Having an alert system is crucial to have confidence in your product. There are 2 main points you need to consider, Monitoring and Alerts:
- Monitoring consists of dashboards and reports to display the metrics.
- Alerts involve taking some type of action such as notifying someone, writing to a log, and raising an alert on a dashboard.
Having an alert system is crucial to delivering the right information to the right people at the right time
Important Metrics to Watch
The list is long and you can get lost on all the possible metrics you can watch and raise an alert upon. A good strategy is starting with the riskiest ones, the ones that can stop the system to work, stability, and performance. Here is a list of some of the most-watched metrics:
CPU utilization Memory utilization Memory breakup Load balancer (Number of instances running) Services and processes running Processor queue length Disk usage Network up Plugin Crontab executed Event logs generated Application details Expiring Certificates Docker/Kubernetes containers
These metrics can be swapped or removed or you can even add others according to your needs. The goal here is to find the best metrics to watch and raise different levels of alerts to the specific group of people at the right time. These metrics can help the team to check the system’s health and also increase the confidence and reliability not only in the recovery steps when something goes sideways but also in the alert system itself.
Different Types of Metrics
I found this good framework to create a good alert. It needs to have these properties:
Actionable: Indicates a problem for which the recipient is well placed to take immediate action.
Investigable: Indicates a problem whose solution is not yet known by the organization.
Do you need to take an action every time? No, you can specify a capacity limit, and then once the metric reaches this limit you can have the first support acting up on it, then when it reaches the second limit then you have a different action like calling the second line support, or calling a script to restart a service, etc.
Sometimes there is no action to take. For example, “CPU utilization” or “Packet loss.” These are some classic FYI alerts. Instead of alerting, these things should appear on a dashboard for use in troubleshooting when a problem is already known to exist.
Do you need to send the alert straight away? Also no, especially when you have mechanisms of self-healing. There’s no need to bother a human to fix the issue; the response should be automated.
Depending on your recovery strategy, you can wait 5, 10, or 15 minutes to check if the metric is still showing a problem, and then, if it is you can raise the alert accordingly. In the alert, you can always have a link to the documentation with recovery steps (e.g. a “runbook” indicating steps to perform).
Remember to have an FYI for when the problem is fixed as well, so in case something has failed in the middle of the evening and in the morning is working, you get the latest update about the problem.
Always keep records and logs to investigate what happened and how the system reacted.
Dan Slimmon has a good spreadsheet example of an alert framework:
Monitoring and Alert Tests
Independently the tool you are using for your metrics and alerts: Grafana, Cloudwatch, Sensu, Prometheus, or New Relic. It is important to have a test strategy to cover this critical part of your system.

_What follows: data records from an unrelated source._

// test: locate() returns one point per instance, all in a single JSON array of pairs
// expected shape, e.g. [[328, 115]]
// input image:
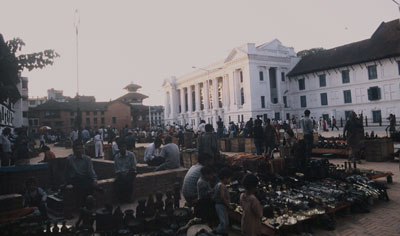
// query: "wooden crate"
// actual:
[[139, 153], [237, 145], [188, 139], [249, 145], [224, 145], [189, 158], [378, 150]]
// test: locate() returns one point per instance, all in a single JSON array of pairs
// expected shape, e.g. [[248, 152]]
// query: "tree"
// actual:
[[309, 52], [12, 63]]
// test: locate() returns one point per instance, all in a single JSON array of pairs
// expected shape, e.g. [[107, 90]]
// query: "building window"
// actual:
[[261, 75], [376, 116], [374, 93], [303, 101], [322, 80], [262, 101], [242, 96], [324, 99], [347, 96], [302, 84], [345, 76], [285, 101], [372, 74]]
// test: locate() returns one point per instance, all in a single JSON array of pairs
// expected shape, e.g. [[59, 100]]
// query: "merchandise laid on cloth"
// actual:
[[294, 203]]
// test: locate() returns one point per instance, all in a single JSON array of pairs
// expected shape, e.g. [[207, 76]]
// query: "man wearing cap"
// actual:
[[170, 154]]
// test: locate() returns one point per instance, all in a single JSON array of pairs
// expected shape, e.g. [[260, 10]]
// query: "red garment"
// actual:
[[49, 155]]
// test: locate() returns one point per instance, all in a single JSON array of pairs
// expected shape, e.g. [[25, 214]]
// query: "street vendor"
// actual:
[[189, 188], [208, 143], [354, 131], [308, 131], [152, 153], [79, 172], [125, 171], [171, 155]]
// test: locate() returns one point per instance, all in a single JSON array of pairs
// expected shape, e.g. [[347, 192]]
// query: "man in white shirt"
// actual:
[[152, 153]]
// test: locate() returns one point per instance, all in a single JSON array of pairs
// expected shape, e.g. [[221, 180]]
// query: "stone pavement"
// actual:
[[383, 219]]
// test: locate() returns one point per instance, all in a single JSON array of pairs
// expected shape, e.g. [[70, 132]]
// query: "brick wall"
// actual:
[[121, 111]]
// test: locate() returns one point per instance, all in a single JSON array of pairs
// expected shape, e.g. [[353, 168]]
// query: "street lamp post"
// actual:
[[78, 112]]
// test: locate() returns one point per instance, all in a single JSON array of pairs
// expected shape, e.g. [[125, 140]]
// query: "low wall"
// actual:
[[12, 178]]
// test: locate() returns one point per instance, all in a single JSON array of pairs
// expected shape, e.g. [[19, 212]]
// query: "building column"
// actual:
[[197, 96], [268, 101], [206, 96], [182, 100], [278, 84], [215, 95], [190, 104]]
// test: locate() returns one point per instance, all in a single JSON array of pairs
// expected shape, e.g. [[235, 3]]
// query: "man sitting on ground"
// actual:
[[170, 154], [125, 171], [152, 153], [79, 172]]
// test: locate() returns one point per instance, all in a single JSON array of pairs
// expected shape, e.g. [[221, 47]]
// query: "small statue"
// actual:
[[140, 209], [118, 218], [169, 203], [56, 229], [159, 205], [177, 195], [150, 210], [129, 217], [87, 215], [64, 228]]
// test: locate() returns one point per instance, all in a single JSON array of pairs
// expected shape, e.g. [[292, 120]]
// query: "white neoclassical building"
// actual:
[[250, 81], [363, 77]]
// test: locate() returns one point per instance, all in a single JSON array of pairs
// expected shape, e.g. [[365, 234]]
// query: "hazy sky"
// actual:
[[147, 41]]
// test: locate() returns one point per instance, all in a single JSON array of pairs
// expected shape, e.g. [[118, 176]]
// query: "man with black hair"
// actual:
[[208, 143], [34, 196], [171, 155], [125, 171], [152, 153], [189, 188], [308, 130], [79, 172]]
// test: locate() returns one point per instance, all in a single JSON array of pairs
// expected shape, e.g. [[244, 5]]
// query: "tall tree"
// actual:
[[12, 63], [308, 52]]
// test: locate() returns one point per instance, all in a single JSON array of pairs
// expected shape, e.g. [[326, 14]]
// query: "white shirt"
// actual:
[[151, 152]]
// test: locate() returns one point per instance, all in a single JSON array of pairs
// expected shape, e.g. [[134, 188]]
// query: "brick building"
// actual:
[[61, 116]]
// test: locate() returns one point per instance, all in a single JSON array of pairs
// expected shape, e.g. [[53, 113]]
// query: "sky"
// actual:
[[147, 41]]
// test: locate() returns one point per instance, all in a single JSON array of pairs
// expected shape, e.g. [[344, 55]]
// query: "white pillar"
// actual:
[[182, 100], [197, 97], [206, 96], [190, 104], [215, 95]]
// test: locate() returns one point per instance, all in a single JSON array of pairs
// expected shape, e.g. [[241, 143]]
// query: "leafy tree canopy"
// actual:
[[12, 63], [309, 52]]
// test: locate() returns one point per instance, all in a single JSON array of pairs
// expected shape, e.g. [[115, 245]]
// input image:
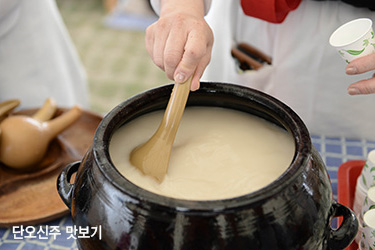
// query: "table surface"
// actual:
[[58, 234]]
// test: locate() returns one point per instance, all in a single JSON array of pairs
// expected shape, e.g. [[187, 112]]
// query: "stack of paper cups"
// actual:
[[364, 182]]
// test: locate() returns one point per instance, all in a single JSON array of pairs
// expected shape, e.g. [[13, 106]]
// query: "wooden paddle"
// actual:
[[152, 157]]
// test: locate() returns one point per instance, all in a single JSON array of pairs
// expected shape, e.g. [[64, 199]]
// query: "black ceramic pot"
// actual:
[[293, 212]]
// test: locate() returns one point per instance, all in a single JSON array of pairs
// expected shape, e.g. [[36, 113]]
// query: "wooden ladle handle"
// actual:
[[174, 111]]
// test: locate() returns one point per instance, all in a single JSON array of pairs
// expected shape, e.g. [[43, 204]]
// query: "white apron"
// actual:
[[307, 73], [37, 57]]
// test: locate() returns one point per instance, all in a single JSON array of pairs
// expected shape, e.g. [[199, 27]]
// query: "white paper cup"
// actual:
[[368, 230], [354, 39], [367, 177]]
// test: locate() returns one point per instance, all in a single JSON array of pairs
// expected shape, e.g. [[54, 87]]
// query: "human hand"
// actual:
[[180, 42], [359, 66]]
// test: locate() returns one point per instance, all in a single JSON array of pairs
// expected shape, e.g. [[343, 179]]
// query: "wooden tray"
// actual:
[[29, 198]]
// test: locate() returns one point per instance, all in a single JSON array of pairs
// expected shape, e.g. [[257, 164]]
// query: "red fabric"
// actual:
[[274, 11]]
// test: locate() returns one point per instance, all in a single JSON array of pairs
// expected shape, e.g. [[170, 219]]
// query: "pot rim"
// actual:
[[279, 111]]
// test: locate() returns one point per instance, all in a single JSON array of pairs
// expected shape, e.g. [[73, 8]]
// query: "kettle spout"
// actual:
[[60, 123]]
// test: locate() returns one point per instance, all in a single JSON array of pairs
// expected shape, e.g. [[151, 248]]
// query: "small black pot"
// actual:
[[293, 212]]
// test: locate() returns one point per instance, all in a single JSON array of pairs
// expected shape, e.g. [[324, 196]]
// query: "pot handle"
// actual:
[[343, 236], [64, 187]]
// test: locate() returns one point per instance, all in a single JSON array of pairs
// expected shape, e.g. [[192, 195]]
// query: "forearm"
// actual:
[[188, 5]]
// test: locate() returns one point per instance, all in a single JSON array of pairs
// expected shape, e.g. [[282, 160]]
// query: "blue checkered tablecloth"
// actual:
[[333, 150]]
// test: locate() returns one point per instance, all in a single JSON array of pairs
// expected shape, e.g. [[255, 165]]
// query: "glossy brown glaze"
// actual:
[[293, 212]]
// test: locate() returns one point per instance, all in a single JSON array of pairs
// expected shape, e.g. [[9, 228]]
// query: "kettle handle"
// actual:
[[64, 187], [343, 236]]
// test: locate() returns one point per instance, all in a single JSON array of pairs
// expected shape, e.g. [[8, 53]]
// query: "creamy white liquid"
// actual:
[[218, 153]]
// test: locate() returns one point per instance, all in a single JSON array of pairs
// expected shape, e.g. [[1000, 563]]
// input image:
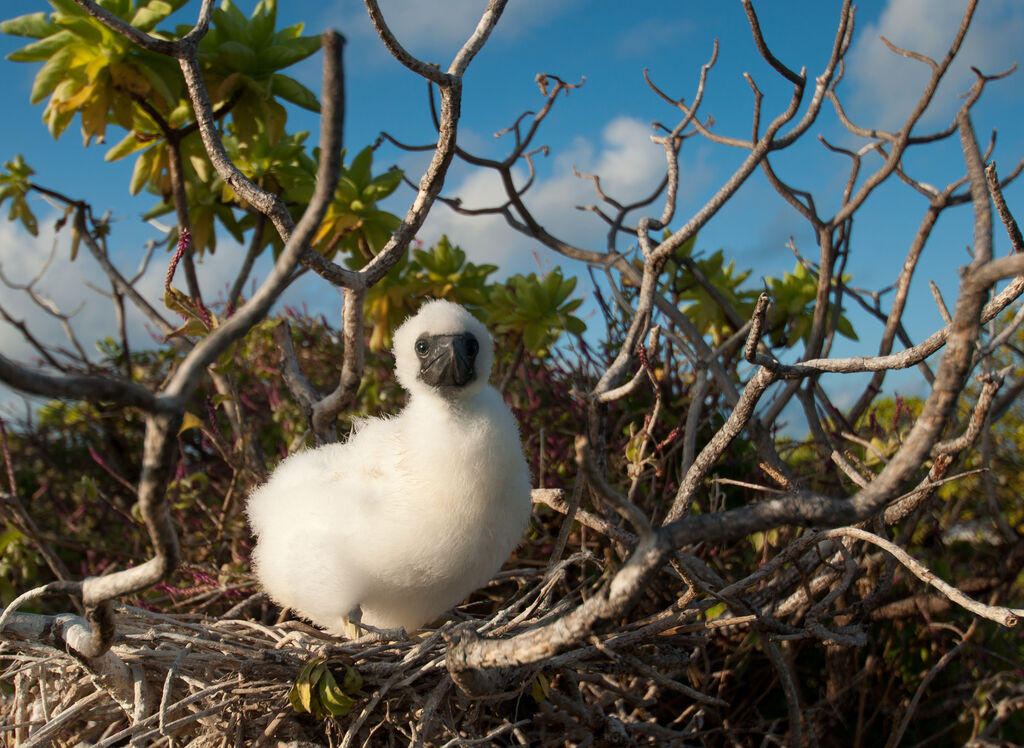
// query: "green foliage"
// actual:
[[353, 223], [537, 308], [702, 308], [95, 73], [242, 58], [317, 692], [92, 71], [441, 272], [530, 310], [14, 185], [794, 296]]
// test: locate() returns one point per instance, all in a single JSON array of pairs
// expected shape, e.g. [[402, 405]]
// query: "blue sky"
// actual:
[[603, 127]]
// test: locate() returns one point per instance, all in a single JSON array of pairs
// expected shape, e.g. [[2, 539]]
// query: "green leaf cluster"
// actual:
[[14, 185], [538, 308], [317, 692], [241, 58], [353, 223], [794, 296], [92, 71], [440, 272], [532, 309]]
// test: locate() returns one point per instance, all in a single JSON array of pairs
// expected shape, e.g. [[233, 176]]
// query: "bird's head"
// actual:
[[443, 348]]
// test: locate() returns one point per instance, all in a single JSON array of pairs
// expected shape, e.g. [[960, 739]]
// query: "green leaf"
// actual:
[[332, 698], [288, 52], [36, 26], [128, 144], [50, 75], [293, 91], [238, 56], [146, 17]]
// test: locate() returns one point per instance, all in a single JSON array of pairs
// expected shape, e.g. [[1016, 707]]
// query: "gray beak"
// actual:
[[448, 361]]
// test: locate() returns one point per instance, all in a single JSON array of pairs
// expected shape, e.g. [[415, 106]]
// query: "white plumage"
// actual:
[[413, 512]]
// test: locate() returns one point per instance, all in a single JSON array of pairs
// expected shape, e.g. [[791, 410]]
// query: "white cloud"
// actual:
[[630, 167], [887, 86]]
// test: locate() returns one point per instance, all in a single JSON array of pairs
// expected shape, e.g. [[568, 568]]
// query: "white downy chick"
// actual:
[[413, 512]]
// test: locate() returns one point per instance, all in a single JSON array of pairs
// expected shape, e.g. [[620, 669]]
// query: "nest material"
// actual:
[[199, 680]]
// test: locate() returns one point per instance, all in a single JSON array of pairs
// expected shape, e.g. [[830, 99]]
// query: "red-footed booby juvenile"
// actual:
[[413, 512]]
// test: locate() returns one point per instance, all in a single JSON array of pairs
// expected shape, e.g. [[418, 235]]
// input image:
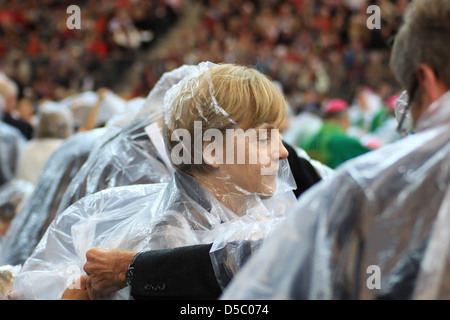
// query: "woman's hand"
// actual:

Some common tests you need to perform are much more Devops related, like scaling down some instances on AWS, simulating a high memory load with scripts, or even creating scripts specific to remove log files from the Docker container.
Points to keep in mind:
Is it worth automating?
Think about if you have a lot of changes and maintenance to the project. How much effort would be to create the automation for these scenarios? How complex these scenarios would be? Does automating them bring any real value?
There are some tools that you can use to perform chaos engineering:
AWS FIS (Fault injection Actions Simulator) to automate some of the scenarios and add to your continuous delivery pipeline. It’s a fully managed service for running fault injection experiments on AWS that makes it easier to improve an application’s performance, observability, and resiliency.
Chaos Mesh utilizes chaos experiments within Kubernetes environments. It’s able to use various types of scenarios related to fault simulations within a distributed system.
Many other tools can be used and you can check the list in this post.
At what stages do you want to test and what scope?
Check if you need to do manual smoke tests for each feature and then have a bigger regression after merging the tickets, or manual test for the feature and at the same time add the automation for this scenario, so at the end of the pipeline, you have the full regression.
Maybe you don’t even need to have automation running for this project and just doing manual feature tests for the tickets and having a report with the full regression scenarios is enough
Whatever is the strategy that you choose, make sure you have the max confidence you can have with the current constraints and a plan to improve in the near future.
Automating these tests is complex and always involves a good knowledge of infrastructure. I personally had and still have to do a lot of research when it comes to it.